Although Standard Chartered is based in London, much of its income comes from the Asian market.  Laws felt that the exposure would be commercially beneficial to his company.

Search for FA Cup sponsors

The Football Association are looking for new sponsors for the FA Cup and it isn’t proving all that easy which is not that surprising when you consider the state of the economy.   Companies dealing with the individual consumer are most likely to be interested, but consumer confidence is flat as incomes are squeezed.

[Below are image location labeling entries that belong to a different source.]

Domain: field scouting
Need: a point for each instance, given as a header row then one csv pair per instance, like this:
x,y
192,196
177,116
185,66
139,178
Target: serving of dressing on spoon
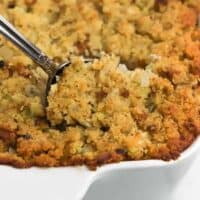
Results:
x,y
47,64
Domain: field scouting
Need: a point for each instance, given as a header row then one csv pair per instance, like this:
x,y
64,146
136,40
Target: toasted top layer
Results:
x,y
101,112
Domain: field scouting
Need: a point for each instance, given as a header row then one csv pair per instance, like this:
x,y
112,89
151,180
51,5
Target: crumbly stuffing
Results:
x,y
103,111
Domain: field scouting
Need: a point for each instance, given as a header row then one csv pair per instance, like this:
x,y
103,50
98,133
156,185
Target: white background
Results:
x,y
189,187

UK fans spend most on merchandise

Fans in the UK spend the most on official football fan merchandise (€58) of the ten countries investigated in the latest Sport + Markt report on football merchandising.    Yet of the top ten clubs in Europe ranked on merchandising revenue only two Premier League clubs made the the top ten with Liverpool in third and Manchester United sixth.   Lyons and Fenerbahce outrank Arsenal and Juventus.

The organised supporter

The latest in the three part Financial Times series on ‘football in crisis’ focuses on the supporter, but in particular on ‘the organised supporter’.   What is an organised supporter?   No definition is offered, but presumably it means someone whose involvement goes beyond attending games and then moaning on message boards and football phone ins about the manager or their favourite scapegoat player.